GCC -O3 can't vectorize the following simple case. $ cat test_loop_2.c int test_loop_2(char *p1, char *p2) { int s = 0; for(int i=0; i<4; i++, p1+=4, p2+=4) { s += (p1[0]-p2[0]) + (p1[1]-p2[1]) + (p1[2]-p2[2]) + (p1[3]-p2[3]); } return s; } The vector size is 4*1=4 bytes, and it doesn't directly fit into 8-byte or 16-byte vector, but we still can extend the element to be 32-bit, and use the vector operations on 4*4=16 bytes vector.
Created attachment 44396 [details] vectorization failure Attached is -O3 result for aarch64, in which no vectorization code generated at all.
Confirmed
I'll take this one as part of GCC10.
(In reply to Tamar Christina from comment #3) > I'll take this one as part of GCC10. Reconfirmed at Cauldron, where it was also mentioned that this bug is related to bug 65930 and bug 88492
Actually I have a patch for this (PR 113458 also) which I will be submitting for GCC 15.
With my patch for V4QI, we still don't get the best code: vect_perm_even_271 = VEC_PERM_EXPR <vect__1.7_264, vect__1.8_266, { 0, 2, 4, 6 }>; vect_perm_even_273 = VEC_PERM_EXPR <vect__1.9_268, vect__1.10_270, { 0, 2, 4, 6 }>; vect_perm_even_275 = VEC_PERM_EXPR <vect_perm_even_271, vect_perm_even_273, { 0, 2, 4, 6 }>; _275={_264[0], _264[2], _268[0], _268[2]} or VEC_PERM<_264, _268, {0, 2, 4, 6}> but for some reason we don't reduce it to that perm And there is still a lot of extra PERMS than there should be.
The whole PERM<0,2,1,3> shows up a few times in many other places too.
(In reply to Andrew Pinski from comment #6) > With my patch for V4QI, we still don't get the best code: > vect_perm_even_271 = VEC_PERM_EXPR <vect__1.7_264, vect__1.8_266, { 0, 2, > 4, 6 }>; > vect_perm_even_273 = VEC_PERM_EXPR <vect__1.9_268, vect__1.10_270, { 0, 2, > 4, 6 }>; > vect_perm_even_275 = VEC_PERM_EXPR <vect_perm_even_271, > vect_perm_even_273, { 0, 2, 4, 6 }>; > > _275={_264[0], _264[2], _268[0], _268[2]} or > VEC_PERM<_264, _268, {0, 2, 4, 6}> > > but for some reason we don't reduce it to that perm > > And there is still a lot of extra PERMS than there should be.
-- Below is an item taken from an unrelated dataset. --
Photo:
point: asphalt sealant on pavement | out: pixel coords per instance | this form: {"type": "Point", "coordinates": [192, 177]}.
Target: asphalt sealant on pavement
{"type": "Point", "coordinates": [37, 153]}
Because this loop is not something that can be fixed by using V4QI (we tried before). This loop requires improvements to SCEV and SLP. It's loading 16 sequential bytes as there's no gap between the p1 and p2 values across iterations.. so this loop should vectorized with V16QI and widening additions. So I don't think this is related to the other example. So I'll take it back as it requires actual vectorizer work and part of things we're trying to address in GCC 15.